Magali Vacherot/Flickr, CC BY-NC-SA

Christophe Benzitoun, Université de Lorraine

Depuis plusieurs semaines, un débat autour des traces de sexisme dans la langue française fait rage. Ce débat s’est centré autour d’un procédé appelé écriture inclusive dont l’objectif est « d’assurer une égalité des représentations entre les femmes et les hommes » dans la langue. La plupart de ses détracteurs et détractrices l’ont réduite au point pour marquer à la fois le masculin et le féminin (ex : étudiant·e·s). Au-delà de la polémique, ce débat a permis de montrer l’existence d’un large consensus sur la nécessité de faire évoluer les normes linguistiques. Et aussi d’illustrer les liens entre langue et politique. Parfois masqué sous une couche de mauvaise foi, à l’image de la circulaire prise par le premier ministre français.
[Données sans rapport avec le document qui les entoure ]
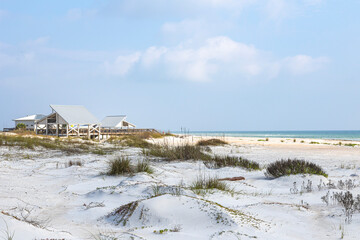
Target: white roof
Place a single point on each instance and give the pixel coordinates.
(30, 117)
(112, 121)
(75, 114)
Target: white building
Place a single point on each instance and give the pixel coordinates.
(69, 120)
(116, 122)
(29, 121)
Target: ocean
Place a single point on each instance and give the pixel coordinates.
(338, 135)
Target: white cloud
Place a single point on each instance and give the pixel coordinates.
(3, 14)
(152, 55)
(217, 58)
(303, 64)
(122, 64)
(77, 13)
(39, 41)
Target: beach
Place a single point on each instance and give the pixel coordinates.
(42, 197)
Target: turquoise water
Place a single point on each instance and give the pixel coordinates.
(339, 135)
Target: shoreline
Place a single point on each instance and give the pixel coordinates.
(283, 142)
(338, 135)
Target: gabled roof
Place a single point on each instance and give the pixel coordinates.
(30, 117)
(75, 114)
(113, 121)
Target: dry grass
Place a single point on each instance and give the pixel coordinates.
(292, 167)
(122, 165)
(70, 146)
(183, 152)
(211, 142)
(208, 183)
(227, 161)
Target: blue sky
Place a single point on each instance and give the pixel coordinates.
(200, 64)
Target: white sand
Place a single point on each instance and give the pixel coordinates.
(41, 198)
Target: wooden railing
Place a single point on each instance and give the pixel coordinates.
(107, 131)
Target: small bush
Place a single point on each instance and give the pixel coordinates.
(120, 166)
(225, 161)
(131, 141)
(291, 167)
(208, 183)
(144, 166)
(74, 163)
(184, 152)
(99, 152)
(211, 142)
(20, 126)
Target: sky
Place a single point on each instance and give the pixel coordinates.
(220, 65)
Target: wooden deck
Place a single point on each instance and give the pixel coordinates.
(106, 131)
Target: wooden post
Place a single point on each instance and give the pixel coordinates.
(89, 131)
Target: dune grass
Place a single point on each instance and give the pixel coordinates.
(228, 161)
(203, 182)
(183, 152)
(135, 140)
(69, 146)
(122, 165)
(191, 152)
(144, 166)
(211, 142)
(292, 167)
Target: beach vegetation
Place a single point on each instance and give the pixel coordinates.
(122, 165)
(292, 167)
(229, 161)
(211, 142)
(144, 166)
(20, 126)
(73, 163)
(350, 144)
(119, 166)
(136, 140)
(203, 182)
(182, 152)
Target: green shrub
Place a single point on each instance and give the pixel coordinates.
(291, 167)
(208, 183)
(184, 152)
(131, 141)
(119, 166)
(211, 142)
(144, 166)
(20, 126)
(224, 161)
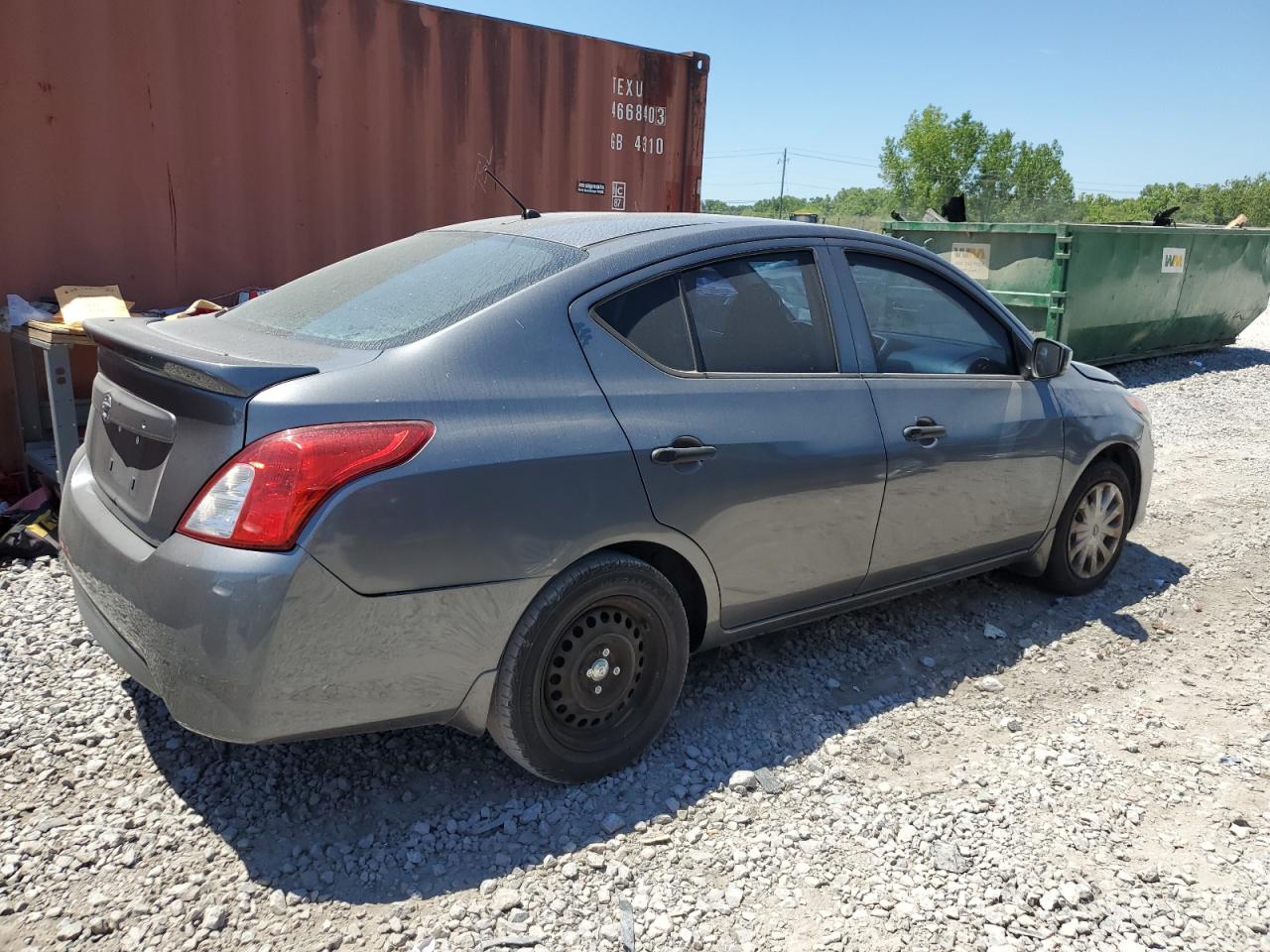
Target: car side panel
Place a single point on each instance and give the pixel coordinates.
(527, 472)
(1098, 416)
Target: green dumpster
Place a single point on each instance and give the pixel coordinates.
(1112, 293)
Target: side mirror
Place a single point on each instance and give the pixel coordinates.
(1049, 358)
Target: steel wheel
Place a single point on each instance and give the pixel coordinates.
(592, 682)
(1096, 530)
(592, 670)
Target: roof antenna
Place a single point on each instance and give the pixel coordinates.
(526, 212)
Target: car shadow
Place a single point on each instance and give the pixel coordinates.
(388, 816)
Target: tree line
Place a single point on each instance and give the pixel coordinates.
(1003, 178)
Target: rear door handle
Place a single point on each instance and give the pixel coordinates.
(925, 429)
(684, 449)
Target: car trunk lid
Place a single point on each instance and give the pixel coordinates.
(169, 407)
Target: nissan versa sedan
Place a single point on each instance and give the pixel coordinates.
(508, 475)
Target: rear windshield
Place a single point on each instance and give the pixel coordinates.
(407, 290)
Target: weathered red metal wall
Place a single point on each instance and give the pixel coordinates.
(187, 149)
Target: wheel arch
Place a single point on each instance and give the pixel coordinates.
(1124, 456)
(684, 576)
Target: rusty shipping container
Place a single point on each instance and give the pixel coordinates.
(185, 150)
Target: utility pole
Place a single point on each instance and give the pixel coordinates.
(780, 202)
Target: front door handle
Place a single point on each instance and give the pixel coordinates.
(684, 449)
(925, 430)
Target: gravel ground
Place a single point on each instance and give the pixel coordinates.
(1084, 774)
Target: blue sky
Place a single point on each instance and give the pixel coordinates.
(1134, 91)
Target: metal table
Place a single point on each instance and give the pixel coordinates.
(45, 458)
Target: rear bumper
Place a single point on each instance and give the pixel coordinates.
(262, 647)
(1146, 468)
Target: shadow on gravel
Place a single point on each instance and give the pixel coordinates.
(1164, 370)
(388, 816)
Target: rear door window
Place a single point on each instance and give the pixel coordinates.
(407, 290)
(762, 313)
(651, 318)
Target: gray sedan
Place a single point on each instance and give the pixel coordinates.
(508, 475)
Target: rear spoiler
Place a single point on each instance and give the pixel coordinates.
(132, 339)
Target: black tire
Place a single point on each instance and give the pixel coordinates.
(610, 622)
(1071, 570)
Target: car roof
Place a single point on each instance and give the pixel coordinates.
(585, 230)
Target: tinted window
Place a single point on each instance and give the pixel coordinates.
(407, 290)
(761, 315)
(921, 324)
(652, 318)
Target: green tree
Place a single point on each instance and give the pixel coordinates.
(1002, 177)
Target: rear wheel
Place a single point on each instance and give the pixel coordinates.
(1091, 531)
(592, 670)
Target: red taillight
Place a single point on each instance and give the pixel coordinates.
(263, 497)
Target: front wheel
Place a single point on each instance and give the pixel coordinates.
(1091, 531)
(592, 670)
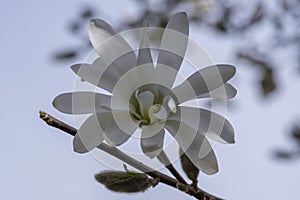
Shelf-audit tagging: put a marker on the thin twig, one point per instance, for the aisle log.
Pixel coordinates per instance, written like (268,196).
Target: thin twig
(199,194)
(163,158)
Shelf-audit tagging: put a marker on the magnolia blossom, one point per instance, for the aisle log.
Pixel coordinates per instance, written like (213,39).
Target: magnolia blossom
(143,95)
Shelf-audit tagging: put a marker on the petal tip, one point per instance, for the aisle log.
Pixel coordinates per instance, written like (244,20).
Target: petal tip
(78,147)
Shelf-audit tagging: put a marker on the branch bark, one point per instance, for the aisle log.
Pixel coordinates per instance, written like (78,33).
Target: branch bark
(197,193)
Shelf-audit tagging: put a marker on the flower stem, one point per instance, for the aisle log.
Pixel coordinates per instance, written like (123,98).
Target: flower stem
(198,194)
(163,158)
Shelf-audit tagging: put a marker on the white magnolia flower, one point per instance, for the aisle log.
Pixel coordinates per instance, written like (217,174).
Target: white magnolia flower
(143,95)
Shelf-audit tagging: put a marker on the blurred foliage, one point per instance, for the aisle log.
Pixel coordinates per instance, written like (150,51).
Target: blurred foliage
(291,153)
(268,27)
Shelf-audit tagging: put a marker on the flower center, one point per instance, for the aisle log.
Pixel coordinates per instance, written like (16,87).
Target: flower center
(150,107)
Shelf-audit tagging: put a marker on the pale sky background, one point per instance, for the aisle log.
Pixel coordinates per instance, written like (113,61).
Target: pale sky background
(37,161)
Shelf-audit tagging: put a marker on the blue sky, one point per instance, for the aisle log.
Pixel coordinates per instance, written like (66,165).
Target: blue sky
(37,161)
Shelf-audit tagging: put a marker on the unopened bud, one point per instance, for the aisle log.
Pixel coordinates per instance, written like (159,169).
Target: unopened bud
(127,182)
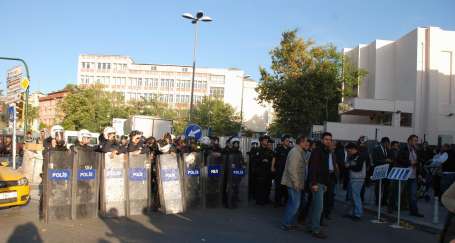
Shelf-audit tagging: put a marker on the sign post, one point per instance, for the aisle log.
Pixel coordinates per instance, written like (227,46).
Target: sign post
(193,130)
(379,173)
(12,118)
(399,174)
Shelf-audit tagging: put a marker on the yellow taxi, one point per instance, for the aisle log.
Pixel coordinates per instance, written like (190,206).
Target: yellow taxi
(14,187)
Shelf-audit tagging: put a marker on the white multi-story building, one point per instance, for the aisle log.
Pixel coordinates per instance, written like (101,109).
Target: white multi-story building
(409,89)
(171,84)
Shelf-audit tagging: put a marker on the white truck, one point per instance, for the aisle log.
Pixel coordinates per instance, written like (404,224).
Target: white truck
(149,125)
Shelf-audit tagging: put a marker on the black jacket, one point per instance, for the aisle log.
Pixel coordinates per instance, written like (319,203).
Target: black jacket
(318,167)
(380,155)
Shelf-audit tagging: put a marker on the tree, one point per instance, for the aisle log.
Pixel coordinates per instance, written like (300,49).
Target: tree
(217,115)
(304,84)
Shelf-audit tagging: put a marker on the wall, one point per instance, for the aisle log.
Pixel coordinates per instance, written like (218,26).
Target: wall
(351,132)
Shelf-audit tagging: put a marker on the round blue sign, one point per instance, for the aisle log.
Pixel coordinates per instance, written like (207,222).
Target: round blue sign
(193,130)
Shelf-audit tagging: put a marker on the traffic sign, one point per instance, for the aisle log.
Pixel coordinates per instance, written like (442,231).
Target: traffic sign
(398,173)
(24,84)
(193,130)
(11,112)
(380,172)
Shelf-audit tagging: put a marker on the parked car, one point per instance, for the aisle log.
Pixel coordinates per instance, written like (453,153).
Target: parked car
(14,187)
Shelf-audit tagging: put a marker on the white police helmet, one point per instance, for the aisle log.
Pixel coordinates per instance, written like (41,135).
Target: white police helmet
(107,131)
(205,140)
(56,129)
(84,133)
(235,139)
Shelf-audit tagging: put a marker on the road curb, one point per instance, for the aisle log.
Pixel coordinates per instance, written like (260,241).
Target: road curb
(427,227)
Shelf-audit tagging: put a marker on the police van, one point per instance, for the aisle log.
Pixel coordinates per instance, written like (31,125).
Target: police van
(71,138)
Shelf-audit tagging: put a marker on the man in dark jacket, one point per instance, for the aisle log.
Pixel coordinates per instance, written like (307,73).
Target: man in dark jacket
(408,158)
(281,153)
(381,157)
(263,164)
(356,165)
(319,179)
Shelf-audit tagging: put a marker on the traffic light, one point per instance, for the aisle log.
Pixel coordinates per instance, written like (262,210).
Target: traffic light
(20,109)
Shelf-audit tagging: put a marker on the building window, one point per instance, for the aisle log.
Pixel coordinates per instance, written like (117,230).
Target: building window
(406,120)
(217,92)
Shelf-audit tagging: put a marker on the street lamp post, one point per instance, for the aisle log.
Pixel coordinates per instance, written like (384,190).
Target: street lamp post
(195,20)
(241,104)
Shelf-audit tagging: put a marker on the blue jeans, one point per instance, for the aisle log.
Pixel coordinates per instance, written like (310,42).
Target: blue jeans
(412,194)
(292,207)
(317,205)
(446,181)
(356,188)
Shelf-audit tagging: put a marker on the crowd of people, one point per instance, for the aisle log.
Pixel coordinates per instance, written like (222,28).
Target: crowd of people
(303,177)
(135,142)
(306,176)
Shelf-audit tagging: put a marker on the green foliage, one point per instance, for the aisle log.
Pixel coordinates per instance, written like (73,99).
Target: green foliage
(304,84)
(33,113)
(42,126)
(217,115)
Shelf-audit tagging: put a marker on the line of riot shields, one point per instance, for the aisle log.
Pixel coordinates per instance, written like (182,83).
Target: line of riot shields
(85,184)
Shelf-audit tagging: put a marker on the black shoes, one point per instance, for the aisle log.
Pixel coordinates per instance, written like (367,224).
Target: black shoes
(319,235)
(417,214)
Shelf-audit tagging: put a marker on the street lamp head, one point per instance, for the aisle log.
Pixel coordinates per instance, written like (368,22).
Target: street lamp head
(206,19)
(188,16)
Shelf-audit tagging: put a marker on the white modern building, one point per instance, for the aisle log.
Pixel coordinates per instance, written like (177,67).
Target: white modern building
(171,84)
(409,89)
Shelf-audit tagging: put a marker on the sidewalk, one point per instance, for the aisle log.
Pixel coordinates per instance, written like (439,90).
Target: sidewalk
(425,208)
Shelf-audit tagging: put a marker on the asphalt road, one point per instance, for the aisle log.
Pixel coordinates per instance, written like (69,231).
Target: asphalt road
(252,224)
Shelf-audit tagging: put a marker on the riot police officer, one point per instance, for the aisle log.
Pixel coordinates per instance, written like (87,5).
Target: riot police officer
(234,171)
(56,140)
(136,145)
(108,142)
(262,170)
(83,140)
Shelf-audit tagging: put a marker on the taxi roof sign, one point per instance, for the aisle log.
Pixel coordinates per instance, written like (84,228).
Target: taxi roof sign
(25,83)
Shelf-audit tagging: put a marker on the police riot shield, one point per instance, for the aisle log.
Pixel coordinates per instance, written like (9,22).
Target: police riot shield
(192,183)
(213,180)
(113,181)
(85,183)
(57,185)
(235,192)
(169,184)
(138,186)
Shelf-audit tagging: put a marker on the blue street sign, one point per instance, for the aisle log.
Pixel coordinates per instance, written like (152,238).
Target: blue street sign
(137,174)
(398,173)
(170,174)
(11,112)
(214,170)
(59,175)
(193,130)
(238,172)
(193,172)
(88,174)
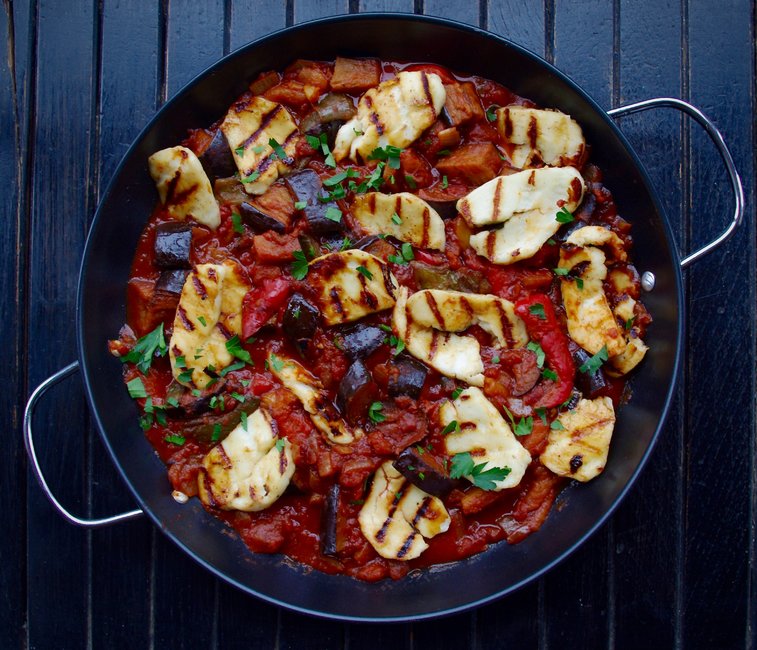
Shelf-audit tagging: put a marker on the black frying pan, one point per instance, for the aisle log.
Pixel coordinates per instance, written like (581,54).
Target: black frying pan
(444,589)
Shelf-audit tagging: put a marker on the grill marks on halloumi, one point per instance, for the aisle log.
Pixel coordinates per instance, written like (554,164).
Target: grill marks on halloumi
(591,322)
(394,113)
(541,137)
(183,186)
(247,471)
(250,126)
(397,515)
(484,433)
(309,390)
(425,322)
(350,285)
(580,450)
(208,315)
(526,202)
(419,224)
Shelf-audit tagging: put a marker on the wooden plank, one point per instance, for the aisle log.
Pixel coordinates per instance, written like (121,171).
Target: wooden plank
(58,566)
(15,75)
(648,546)
(521,22)
(251,19)
(716,566)
(194,40)
(128,90)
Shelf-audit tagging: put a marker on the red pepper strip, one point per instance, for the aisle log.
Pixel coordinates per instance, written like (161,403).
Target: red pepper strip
(545,330)
(261,303)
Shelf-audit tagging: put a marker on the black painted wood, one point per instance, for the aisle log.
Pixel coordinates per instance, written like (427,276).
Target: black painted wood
(673,568)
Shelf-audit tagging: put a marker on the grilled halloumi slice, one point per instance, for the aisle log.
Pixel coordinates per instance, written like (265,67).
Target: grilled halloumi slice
(183,186)
(541,137)
(394,113)
(591,322)
(249,127)
(309,390)
(527,202)
(397,515)
(208,315)
(403,216)
(579,450)
(426,321)
(483,432)
(350,285)
(249,470)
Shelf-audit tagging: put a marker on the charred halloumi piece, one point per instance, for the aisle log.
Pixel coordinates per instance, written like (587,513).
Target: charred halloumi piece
(350,285)
(579,450)
(541,137)
(249,127)
(309,390)
(527,203)
(403,216)
(208,315)
(397,515)
(427,320)
(249,470)
(394,113)
(183,186)
(483,432)
(591,322)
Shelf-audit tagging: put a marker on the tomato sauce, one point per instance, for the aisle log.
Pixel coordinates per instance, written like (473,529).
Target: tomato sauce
(293,524)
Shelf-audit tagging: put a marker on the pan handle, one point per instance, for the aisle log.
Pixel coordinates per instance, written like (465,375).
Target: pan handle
(725,154)
(28,412)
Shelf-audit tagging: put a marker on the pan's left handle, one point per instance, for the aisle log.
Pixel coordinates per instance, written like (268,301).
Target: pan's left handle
(28,440)
(725,154)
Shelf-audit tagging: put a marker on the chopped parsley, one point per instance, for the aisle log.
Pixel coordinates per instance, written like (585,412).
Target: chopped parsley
(463,465)
(563,216)
(593,364)
(150,345)
(235,349)
(374,412)
(300,265)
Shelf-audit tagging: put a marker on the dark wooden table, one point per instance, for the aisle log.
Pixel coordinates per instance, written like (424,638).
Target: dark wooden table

Édouard Philippe défenseur de l’écriture inclusive

Que dit cette circulaire ? Comme l’a très bien souligné Éliane Viennot, Édouard Philippe entérine assez largement les principes de l’écriture inclusive, contrairement à ce qu’affirment les articles de presse et le texte lui-même :

« Je vous invite […] à ne pas faire usage de l’écriture dite inclusive. »

Cette affirmation n’est compréhensible que si l’on réduit l’écriture inclusive à l’usage du point, ce qui est à l’évidence un stratagème grossier à visée politicienne. En effet, cette circulaire demande à féminiser les noms associés à des fonctions lorsque ces fonctions sont assurées par des femmes. On remarque même l’usage du mot auteure dans la circulaire. De plus, le premier ministre recommande l’usage de le candidat ou la candidate dans les actes de recrutement.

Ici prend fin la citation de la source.